For all of his talents, no one was certain what kind of effort the Rockets would get from James Harden in an elimination game. He’s either really good or mostly absent. No in between.
Harden never got going offensively on Wednesday. He struggled from the outside (1-for-9 on 3-pointers). The easy baskets he feasted on earlier in this series weren’t as plentiful in Game 7.
It looked like another game where Harden faded away when his team needed him most. So naturally, it was Harden -- not hitting a clutch shot -- but blocking a potential game-winning 3-pointer from a suddenly-clutch shooting Lu Dort that sealed Houston’s series win in the waning seconds of the fourth quarter.
A series-winning defensive play by James Harden. Just as we expected.
First Takeaway: What Was That First Half?
We’ve seen our share of statistical anomalies in this series. The Rockets, who famously missed 27 consecutive 3-point attempts against the Golden State Warriors during the 2018 Western Conference Finals, set the NBA playoff record for most 3-point attempts (56) in their Game 3 win over OKC on Aug. 20.
Fifty-six 3-pointers in a game doesn’t nearly come close to the oddity developing in the first half of Wednesday’s game.
Here is a snapshot of the first halves Dort and Harden experienced. Note the scoring and the true shooting percentage in the tweet below.
Up was down, in was out, role player became superstar and vice versa. These numbers told us that nothing made sense in the world anymore.
Similar to Houston’s barrage of missed 3-pointers two years ago against the Warriors, these performances are based on true events from another Game 7, the most volatile and weird game in any playoff series.
Second Takeaway: The Internet Loves Lu Dort
Dort had Thunder fans scratching their eyeballs out with his errant 3-point shooting earlier in this series, but he went temporarily insane and turned into Ray Allen in Game 7.

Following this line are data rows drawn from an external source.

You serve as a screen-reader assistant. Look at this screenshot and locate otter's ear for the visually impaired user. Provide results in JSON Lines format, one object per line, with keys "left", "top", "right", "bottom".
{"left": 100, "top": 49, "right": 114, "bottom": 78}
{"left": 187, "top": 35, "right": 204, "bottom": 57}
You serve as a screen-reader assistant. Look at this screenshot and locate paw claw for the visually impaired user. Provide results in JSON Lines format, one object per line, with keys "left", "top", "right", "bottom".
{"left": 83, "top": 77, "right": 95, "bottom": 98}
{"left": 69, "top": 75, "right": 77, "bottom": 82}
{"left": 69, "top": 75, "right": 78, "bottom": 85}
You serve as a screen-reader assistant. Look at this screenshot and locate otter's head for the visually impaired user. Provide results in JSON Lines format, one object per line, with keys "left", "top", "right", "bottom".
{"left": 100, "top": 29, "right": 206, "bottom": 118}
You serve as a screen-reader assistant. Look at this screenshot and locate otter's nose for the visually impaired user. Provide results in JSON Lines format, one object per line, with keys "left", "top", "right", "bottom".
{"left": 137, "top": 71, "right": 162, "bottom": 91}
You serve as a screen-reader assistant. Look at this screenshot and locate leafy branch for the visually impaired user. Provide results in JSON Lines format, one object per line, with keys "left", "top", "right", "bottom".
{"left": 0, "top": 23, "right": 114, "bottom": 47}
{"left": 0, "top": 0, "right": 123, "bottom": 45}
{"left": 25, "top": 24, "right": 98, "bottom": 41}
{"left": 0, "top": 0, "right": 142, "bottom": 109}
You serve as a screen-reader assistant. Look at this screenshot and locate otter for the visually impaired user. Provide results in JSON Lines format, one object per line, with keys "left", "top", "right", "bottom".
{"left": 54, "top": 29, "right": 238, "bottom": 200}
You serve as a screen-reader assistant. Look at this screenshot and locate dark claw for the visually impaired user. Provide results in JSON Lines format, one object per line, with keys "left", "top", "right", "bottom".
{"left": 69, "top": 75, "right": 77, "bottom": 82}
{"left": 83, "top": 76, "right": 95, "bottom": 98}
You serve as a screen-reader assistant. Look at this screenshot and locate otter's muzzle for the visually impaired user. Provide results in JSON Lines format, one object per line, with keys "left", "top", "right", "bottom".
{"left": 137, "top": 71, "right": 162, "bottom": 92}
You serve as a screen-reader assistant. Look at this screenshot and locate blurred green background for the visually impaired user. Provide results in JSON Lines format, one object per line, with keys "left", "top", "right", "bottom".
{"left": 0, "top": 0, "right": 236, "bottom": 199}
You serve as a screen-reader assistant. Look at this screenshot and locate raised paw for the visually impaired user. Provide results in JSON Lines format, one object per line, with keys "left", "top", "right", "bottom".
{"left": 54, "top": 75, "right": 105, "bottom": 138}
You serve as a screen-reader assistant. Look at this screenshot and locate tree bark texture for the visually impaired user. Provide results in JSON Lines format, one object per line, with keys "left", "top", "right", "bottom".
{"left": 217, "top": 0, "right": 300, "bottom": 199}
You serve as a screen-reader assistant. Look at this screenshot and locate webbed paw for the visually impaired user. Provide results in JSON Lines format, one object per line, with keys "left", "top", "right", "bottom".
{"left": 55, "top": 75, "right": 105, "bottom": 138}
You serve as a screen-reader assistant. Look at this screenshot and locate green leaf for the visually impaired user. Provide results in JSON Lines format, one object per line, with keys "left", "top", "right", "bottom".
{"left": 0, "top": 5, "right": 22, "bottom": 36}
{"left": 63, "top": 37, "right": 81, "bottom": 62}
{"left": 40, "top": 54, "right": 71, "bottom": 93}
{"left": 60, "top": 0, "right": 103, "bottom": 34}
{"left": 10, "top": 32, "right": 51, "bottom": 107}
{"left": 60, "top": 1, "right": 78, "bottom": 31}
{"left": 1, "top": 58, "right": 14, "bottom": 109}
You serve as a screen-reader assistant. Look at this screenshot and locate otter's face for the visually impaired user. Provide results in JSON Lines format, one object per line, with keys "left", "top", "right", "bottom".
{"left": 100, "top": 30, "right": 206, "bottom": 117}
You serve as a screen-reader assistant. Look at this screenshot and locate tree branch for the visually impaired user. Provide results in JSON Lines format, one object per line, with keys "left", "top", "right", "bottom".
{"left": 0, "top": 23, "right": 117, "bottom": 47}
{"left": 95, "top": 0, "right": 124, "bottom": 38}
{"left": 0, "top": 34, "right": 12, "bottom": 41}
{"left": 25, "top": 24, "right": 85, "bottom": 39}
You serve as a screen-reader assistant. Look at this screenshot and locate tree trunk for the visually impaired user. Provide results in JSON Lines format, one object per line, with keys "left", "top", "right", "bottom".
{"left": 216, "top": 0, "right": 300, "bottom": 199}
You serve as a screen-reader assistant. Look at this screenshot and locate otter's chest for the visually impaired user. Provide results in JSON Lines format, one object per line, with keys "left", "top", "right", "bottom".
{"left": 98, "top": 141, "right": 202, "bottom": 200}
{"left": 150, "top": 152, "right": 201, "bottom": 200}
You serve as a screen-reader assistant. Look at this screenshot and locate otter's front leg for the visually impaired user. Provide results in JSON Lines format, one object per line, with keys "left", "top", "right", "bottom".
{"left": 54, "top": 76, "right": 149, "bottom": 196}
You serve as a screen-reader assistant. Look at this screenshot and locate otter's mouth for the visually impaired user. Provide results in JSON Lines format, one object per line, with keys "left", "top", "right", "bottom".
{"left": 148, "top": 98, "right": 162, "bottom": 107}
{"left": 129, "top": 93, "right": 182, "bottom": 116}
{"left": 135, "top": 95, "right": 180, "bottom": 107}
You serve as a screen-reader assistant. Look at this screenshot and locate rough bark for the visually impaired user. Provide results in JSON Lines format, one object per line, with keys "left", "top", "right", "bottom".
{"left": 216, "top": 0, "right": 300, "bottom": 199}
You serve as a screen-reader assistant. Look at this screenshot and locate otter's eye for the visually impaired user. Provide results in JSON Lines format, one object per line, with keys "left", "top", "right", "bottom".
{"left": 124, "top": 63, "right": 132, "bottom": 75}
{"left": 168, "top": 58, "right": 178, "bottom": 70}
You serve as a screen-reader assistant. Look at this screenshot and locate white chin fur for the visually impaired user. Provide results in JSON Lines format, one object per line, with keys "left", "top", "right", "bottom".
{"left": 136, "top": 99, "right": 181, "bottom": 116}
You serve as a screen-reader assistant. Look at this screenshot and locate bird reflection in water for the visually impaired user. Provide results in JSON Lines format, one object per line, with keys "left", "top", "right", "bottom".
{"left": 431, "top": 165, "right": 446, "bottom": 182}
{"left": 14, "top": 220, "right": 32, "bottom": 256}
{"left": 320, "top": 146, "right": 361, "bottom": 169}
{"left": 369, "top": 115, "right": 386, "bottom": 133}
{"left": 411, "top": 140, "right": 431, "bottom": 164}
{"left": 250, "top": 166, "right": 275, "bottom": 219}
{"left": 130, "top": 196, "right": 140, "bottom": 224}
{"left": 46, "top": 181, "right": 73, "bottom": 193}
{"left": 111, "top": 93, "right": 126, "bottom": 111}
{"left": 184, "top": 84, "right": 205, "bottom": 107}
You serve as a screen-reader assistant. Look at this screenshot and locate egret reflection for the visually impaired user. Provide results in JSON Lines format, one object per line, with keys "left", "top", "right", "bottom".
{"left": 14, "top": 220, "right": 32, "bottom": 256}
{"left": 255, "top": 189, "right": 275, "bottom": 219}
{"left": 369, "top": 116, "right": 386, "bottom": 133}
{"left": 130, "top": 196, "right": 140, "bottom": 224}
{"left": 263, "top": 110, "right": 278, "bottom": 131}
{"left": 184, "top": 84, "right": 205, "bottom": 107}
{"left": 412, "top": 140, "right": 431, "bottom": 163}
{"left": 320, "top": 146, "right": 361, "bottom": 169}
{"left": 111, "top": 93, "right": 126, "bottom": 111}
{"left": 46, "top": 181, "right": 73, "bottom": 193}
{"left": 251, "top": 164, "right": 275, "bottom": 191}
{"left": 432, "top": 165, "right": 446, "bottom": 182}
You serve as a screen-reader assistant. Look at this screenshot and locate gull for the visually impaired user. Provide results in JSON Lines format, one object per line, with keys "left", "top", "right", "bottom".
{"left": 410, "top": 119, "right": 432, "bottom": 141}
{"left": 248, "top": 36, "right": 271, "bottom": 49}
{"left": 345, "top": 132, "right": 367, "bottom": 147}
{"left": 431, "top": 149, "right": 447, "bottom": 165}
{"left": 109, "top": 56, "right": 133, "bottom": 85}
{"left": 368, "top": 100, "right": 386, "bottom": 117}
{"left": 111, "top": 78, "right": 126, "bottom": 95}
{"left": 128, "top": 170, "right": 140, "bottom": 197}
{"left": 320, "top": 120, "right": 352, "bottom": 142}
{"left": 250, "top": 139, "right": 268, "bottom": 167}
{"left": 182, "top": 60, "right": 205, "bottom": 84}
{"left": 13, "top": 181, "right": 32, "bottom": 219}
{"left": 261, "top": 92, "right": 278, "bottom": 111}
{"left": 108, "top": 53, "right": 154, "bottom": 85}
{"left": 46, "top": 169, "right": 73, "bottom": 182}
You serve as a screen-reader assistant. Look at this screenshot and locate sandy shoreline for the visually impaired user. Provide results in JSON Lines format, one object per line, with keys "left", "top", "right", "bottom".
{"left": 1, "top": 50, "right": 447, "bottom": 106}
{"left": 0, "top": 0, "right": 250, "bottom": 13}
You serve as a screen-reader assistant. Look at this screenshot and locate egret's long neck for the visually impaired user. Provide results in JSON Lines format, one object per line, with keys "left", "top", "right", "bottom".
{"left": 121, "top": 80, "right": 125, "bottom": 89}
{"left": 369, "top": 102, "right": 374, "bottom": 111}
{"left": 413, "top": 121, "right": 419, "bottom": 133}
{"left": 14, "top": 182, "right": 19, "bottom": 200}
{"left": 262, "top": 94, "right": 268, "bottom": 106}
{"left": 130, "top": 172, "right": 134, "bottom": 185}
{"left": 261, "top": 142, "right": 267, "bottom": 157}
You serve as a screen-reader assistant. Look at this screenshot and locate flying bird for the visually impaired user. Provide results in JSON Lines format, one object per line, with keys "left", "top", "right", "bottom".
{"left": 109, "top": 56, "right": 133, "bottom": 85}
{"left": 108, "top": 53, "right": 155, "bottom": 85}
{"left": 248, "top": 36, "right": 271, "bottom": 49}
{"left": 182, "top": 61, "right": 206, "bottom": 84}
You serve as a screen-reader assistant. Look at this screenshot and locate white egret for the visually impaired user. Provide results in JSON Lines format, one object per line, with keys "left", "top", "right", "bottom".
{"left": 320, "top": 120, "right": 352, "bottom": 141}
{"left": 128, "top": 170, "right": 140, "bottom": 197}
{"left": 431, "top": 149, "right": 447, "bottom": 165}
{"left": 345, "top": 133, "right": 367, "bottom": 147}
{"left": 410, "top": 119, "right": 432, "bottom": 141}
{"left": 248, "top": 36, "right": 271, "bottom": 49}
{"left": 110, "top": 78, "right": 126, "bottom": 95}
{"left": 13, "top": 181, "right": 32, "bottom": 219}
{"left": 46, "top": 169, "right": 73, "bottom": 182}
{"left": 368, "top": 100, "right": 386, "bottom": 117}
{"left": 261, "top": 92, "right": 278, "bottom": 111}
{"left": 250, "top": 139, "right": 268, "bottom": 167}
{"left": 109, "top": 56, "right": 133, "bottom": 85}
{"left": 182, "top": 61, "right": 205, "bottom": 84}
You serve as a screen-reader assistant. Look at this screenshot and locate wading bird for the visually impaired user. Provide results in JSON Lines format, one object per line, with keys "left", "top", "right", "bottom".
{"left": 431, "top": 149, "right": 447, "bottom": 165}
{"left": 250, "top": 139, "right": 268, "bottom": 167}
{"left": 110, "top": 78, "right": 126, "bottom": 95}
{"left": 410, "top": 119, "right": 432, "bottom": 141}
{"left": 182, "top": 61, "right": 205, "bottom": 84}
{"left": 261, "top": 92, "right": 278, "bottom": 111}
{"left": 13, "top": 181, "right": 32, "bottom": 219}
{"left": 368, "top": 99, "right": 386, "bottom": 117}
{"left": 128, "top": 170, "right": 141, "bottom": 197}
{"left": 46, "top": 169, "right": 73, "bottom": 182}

His bricks became swishes and the internet went wild for the Thunder’s burgeoning rookie, who scored 30 points and tallied six made 3-pointers.

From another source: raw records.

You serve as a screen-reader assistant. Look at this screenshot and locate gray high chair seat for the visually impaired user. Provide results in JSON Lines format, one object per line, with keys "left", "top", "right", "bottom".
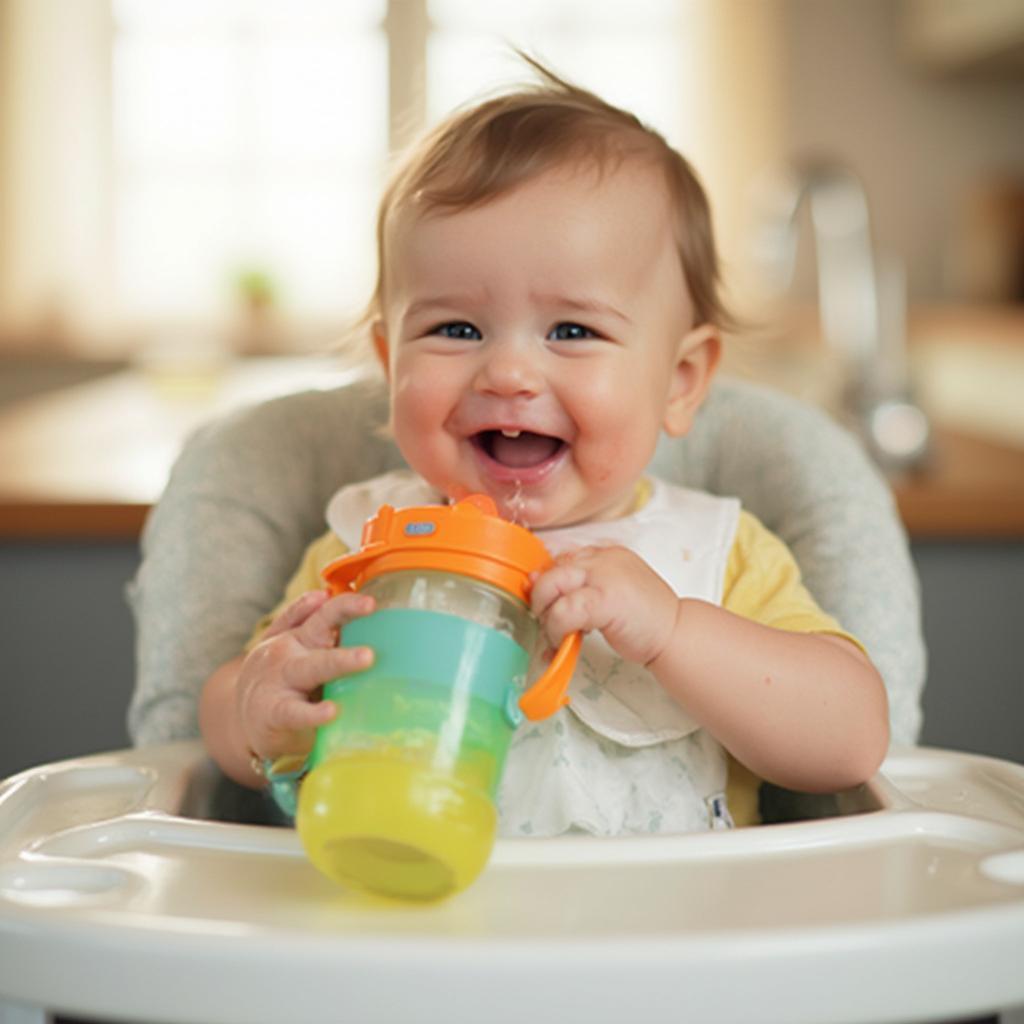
{"left": 127, "top": 375, "right": 925, "bottom": 817}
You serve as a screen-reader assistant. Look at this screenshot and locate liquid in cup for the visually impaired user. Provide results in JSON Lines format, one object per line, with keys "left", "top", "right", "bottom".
{"left": 296, "top": 495, "right": 580, "bottom": 900}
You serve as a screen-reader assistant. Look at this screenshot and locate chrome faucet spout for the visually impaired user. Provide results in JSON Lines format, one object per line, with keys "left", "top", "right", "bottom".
{"left": 753, "top": 159, "right": 929, "bottom": 467}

The fine folks at Velveeta acknowledged Dort's genius.
The Thunder's Twitter account played along.
CBS Sports’ NBA account went through a temporary name change during Wednesday night’s festivities.
Image Provided By: @CBSSportsNBA on Twitter
According to the Thunder, Dort's 30 points is the most ever for an undrafted rookie in an NBA playoff game since the draft was introduced in 1947.
Imagine all the basketball that's left to be played in Dort’s NBA career. He’s already a stout defender. As soon as he learns how to gracefully Mack truck his way to the hoop, the world will be his and his alone.
Third Takeaway: Critiquing The Last Play Of OKC’s Season
It’s fair to say that both the Rockets and the Thunder were playing tight down the stretch. Players were playing not to lose. It made for the intense basketball we all enjoy coming down to the wire in a Game 7.
However, on the last play of OKC’s season, Thunder coach Billy Donovan made an interesting play call. After calling two timeouts in the final seconds, Donovan devised a play where Shai Gilgeous-Alexander would inbound the ball. Right off the bat, that feels like, looks like and is the wrong idea.
SGA has done quite a bit of growing up himself in these playoffs. He knocked down a corner 3-pointer that put OKC in a position to win late in regulation of Game 3. Gilgeous-Alexander proved he wasn’t afraid of coming up big in crunch time again Wednesday when he nailed another corner 3-pointer to give the Thunder the lead with under two minutes to play.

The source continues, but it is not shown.